Giuseppe Pontiggia, Le parole necessarie. Tecniche di scrittura e utopia della lettura, Marietti 1820, 2018 (pp. 107, euro 9,50)
“Contribuire alla formazione di una coscienza del linguaggio che sia insieme etica e retorico-espressiva”: i corsi di Pontiggia – di cui il libro offre brevi significativi saggi – avevano di mira “l’acquisizione di un linguaggio responsabile”, non per questo disposto a rinunciare a convincere (“vincere con l’accordo dell’altro”) grazie “alla persuasione in una duplice valenza: psicologica ed estetica”. Che è come dire: si tratta di scegliere con accuratezza le parole e usarle a proposito, con rispetto, in primo luogo, e poi combinarle senza disdegnare il ricorso all’arte della retorica, un’arte ingiustamente assimilata all’ipocrisia o all’inutile sfoggio: di fatto, non più riconosciuta nelle sue valenze positive e dunque dimenticata dalla scuola (un po’ come la paziente pratica della scrittura manuale). E, prima di esser dimenticata, osteggiata dalla cultura idealistica che assimilava la retorica ad una tecnica, ossia ad un sapere minore e puramente strumentale.
Discorsi, quelli di Pontiggia, che suonano tanto attuali da apparire stridenti di fronte alle semplificazioni linguistica e alla povertà argomentativa dell’odierno linguaggio pubblico (solo pubblico? Come parlano fra loro i giovani, soprattutto sui social?). L’autore stesso, del resto, era consapevole del “deterioramento del linguaggio”, di cui “l’invadenza dei gerghi”, dei linguaggi specialistici è un fattore decisivo: linguaggi che rappresentano “una scorciatoia pericolosa”, che contraddice la capacità del linguaggio di “esplorare esperienze nuove e diverse”, sottintendendo un “accordo preliminare” quanto molto spesso inesistente tra chi parla e chi ascolta.
D’altra parte non si può insegnare a scrivere, non c’è scuola di “scrittura creativa” che possa far diventare scrittore chi non possiede quella vocazione alla scrittura che è tanto indefinibile quanto indispensabile.
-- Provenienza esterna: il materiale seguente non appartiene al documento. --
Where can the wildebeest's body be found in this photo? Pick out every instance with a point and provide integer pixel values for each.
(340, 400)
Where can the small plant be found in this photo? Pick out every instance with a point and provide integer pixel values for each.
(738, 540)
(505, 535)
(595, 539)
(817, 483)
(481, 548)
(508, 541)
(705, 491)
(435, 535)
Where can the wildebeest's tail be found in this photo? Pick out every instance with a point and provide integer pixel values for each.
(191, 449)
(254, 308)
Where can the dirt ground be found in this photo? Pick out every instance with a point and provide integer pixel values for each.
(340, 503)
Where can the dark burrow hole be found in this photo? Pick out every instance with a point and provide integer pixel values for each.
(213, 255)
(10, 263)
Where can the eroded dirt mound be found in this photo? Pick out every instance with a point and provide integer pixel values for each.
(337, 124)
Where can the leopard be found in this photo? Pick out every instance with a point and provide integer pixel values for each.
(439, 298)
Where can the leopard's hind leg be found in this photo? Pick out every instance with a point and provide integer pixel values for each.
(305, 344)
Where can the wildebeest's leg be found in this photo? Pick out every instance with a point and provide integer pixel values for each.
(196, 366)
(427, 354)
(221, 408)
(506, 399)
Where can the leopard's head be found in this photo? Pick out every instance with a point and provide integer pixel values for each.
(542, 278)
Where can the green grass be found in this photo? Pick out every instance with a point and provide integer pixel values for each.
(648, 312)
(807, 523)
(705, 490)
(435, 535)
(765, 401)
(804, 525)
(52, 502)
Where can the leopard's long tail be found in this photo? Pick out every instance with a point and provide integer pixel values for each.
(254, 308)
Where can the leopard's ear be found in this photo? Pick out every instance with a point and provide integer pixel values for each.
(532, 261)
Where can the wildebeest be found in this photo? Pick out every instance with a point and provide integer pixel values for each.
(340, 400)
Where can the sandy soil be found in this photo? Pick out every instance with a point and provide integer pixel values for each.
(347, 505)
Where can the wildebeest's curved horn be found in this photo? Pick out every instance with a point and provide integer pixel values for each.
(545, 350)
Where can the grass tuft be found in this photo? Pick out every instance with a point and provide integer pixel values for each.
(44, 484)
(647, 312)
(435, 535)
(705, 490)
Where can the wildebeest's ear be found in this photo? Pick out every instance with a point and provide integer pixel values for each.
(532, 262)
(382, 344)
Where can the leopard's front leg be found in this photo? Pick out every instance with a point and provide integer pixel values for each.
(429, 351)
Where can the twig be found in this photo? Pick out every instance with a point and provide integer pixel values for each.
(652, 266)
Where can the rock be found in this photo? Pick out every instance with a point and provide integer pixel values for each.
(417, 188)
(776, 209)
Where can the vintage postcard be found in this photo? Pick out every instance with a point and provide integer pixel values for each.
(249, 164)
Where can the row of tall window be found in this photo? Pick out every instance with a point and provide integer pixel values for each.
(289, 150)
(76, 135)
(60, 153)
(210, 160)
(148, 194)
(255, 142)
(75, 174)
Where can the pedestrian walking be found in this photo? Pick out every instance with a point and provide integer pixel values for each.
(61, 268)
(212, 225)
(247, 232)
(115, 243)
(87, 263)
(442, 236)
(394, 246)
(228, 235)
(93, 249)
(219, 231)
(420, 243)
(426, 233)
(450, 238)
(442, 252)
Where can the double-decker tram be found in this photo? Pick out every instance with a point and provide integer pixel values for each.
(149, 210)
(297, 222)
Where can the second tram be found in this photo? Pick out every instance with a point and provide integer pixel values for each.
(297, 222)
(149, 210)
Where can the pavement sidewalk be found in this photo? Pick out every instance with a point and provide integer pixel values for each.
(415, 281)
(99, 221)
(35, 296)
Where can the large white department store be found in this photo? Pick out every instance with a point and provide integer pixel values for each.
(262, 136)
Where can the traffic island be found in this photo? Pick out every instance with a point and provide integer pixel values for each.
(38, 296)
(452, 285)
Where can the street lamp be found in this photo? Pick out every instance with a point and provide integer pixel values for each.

Non si nasce scrittori, ma lo si diventa per vie che l’insegnamento non può artificialmente riprodurre. È meglio allora concentrarsi sul possibile, sul “migliorare la qualità espressiva” ad esempio, anzitutto studiando modelli di scrittura efficace, individuando i meccanismi ad essi sottesi, e poi passando in rassegna gli errori più comuni, e non rifuggendo da una critica reciproca dei testi che sappia indicare senza infingimenti e genericità che cosa va bene e che cosa non va.
Scrivere, ma anche parlare: non sappiamo far bene né l’una né l’altra cosa, e non conviene prendere esempio da molti intellettuali che parlano “come libri stampati” e “dunque non parlano. Non si servono della parola con energia e convinzione.” Quanto ai “nostri politici”, osserva Pontiggia, “molte volte non sono all’altezza” della “forte educazione retorica” che posseggono (e qui – solo qui, ma occorre riconoscerlo – il discorso appare decisamente datato…).
Non si scrive e non si parla soltanto, comunque: si legge, o converrebbe farlo: “Pontiggia – osserva Daniela Marcheschi nella sua introduzione – insegna a leggere e nello stesso tempo offre indicazioni per scrivere” e, offrendo indicazioni per scrivere, contemporaneamente insegna a leggere”. Ma ha ugualmente presente la dose di velleitarismo che inevitabilmente si annida nelle campagne di promozione della lettura: “perché il libro non è, come la carne, una tentazione universale. È una vocazione individuale”, ed è altamente “improbabile che il libro possa diventare di moda”. Piuttosto, “se c’è una moda che il libro può perseguire è di essere orgogliosamente fuori moda.”